May 2007 / Issue 1
Editor: Roger Farr
Advisory Editor: Reg Johanson
No friends of the Standards, PARSER is a journal of poetry and poetics with a penchant for anarchism. PARSER wants to help extend your social horizon. But PARSER wants you to read PARSER first.
- Alice Becker-Ho
- Alfredo Bonanno
- Roger Farr
- P. Inman
- Reg Johanson
- Wolfi Landstreicher
- Dorothy Trujillo Lusk
- John McHale
- Aaron Vidaver
- Rita Wong
PARSER, Box 2684, Stn Terminal, Vancouver BC Canada V6B 3W8
parsermag.org or email@example.com
Are my feet on the ground yet? Now I can finally talk about the first issue of PARSER that arrived two months or so ago, after even further months of anticipation.

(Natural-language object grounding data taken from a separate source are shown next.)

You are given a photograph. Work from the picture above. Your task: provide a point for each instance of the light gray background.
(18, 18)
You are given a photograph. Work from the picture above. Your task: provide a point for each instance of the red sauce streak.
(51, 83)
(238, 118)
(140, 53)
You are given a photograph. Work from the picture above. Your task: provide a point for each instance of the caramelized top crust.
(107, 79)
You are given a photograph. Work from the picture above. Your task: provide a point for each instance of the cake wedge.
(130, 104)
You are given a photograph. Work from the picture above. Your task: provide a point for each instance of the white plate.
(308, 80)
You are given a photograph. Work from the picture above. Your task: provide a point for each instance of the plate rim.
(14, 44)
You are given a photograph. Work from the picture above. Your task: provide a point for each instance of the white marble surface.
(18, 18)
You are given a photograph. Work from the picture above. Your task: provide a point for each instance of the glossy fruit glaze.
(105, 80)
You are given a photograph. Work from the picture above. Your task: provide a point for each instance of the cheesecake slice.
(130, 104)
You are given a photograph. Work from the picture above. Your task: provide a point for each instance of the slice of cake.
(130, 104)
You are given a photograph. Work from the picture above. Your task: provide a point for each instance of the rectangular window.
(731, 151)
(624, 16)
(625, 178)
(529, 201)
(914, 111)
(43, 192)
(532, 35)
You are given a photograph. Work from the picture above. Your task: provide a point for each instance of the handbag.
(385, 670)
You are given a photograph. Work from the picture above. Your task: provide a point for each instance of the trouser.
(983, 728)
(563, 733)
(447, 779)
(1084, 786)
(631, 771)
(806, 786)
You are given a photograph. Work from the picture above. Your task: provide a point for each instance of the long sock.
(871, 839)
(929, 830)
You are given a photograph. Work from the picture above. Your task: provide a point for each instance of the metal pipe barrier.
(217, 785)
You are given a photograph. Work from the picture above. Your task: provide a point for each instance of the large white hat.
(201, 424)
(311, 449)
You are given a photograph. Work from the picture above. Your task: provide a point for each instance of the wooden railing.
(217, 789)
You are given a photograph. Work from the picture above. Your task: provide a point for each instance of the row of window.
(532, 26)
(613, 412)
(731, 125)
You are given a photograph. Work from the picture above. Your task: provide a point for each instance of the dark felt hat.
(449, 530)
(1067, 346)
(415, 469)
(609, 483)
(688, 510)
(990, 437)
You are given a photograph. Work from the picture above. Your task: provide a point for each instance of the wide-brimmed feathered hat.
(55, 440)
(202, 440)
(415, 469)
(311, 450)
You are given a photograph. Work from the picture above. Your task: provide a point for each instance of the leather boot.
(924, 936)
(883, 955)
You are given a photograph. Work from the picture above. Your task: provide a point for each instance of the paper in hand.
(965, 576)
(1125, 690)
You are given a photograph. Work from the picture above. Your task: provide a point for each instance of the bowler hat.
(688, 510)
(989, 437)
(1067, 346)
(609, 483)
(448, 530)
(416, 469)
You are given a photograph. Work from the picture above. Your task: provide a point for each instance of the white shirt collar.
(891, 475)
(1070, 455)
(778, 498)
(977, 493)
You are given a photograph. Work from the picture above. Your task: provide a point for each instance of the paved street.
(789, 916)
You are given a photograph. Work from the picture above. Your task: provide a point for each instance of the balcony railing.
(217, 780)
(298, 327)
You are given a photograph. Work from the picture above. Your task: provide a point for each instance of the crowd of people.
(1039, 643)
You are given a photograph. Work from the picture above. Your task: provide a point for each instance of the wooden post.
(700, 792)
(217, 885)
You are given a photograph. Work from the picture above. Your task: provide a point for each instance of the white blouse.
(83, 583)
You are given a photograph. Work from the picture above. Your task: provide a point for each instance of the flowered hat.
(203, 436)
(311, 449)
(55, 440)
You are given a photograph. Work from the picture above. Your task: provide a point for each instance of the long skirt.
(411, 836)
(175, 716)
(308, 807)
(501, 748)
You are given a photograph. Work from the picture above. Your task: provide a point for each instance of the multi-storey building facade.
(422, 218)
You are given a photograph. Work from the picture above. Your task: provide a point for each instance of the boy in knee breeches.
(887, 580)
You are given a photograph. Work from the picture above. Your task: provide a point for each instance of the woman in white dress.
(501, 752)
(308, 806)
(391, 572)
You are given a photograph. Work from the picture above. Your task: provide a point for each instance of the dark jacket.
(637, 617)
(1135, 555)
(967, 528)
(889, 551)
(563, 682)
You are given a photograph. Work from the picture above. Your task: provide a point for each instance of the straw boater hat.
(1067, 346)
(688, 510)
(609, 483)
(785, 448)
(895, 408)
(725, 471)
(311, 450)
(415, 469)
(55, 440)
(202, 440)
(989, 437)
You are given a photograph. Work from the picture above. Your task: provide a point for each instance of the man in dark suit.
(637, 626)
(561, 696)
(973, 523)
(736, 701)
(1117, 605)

Any journal or publication of any kind anywhere that manages to get writing out of Vancouver poet (and Ottawa Valley-raised) Dorothy Trujillo Lusk deserves a medal of some kind (I’ve been trying to get poetry out of her for years, for issues of ottawater…), and I’ve just been staggered by the poetry of Rita Wong lately (she apparently has a new book out any minute now with Nightwood Editions). Aside from that, seeing the first issue of any journal is certainly a cause for celebration, and I applaud the ambitious aspects of what the editors are attempting with this publication, putting some of their Vancouver that doesn’t often make it into Canadian literary journals in a finally available forum.
p a r e n t (h) e t (h) i c a l b r e a t h
from & for rk
if these cells ever absorb the warmth of an Indian autumn:
perambulatory witness to neo-colonial streets in saltwater city,
Aboriginal Columbia, this year of increasing immune system
a pulmonary commons called planet
a breath that met another in the commotion of nouns, gerunds,
subordinate clauses cluttering the historical air: whoo-oosh!
urban smog doesn’t obscure empire’s smash, just clings to its
paraphernalia, obdurate rem(a)inder
dene becomes need if you throw off regulation, peregrinatory
holy need chirps on these wintry pages, migratory passages
looking to make “generosity of method” homing pigeons to
carry these unrelenting songs (Rita Wong, from FORAGE)
There is a whole aspect of “difficult” work that Canadiana doesn’t really seem to want to have to deal with, whether the work of the Kootenay School of Writing (check out their online pdf journal W) or other forms that fall outside of mainstream standards (or ideas of “hipness”), an idea that I’ve always found rather frustrating. When Queen Street Quarterly finally ended their run, there was suddenly a whole range of Canadian writers and writing no longer available in journal form anywhere in the country. Why do you think that is?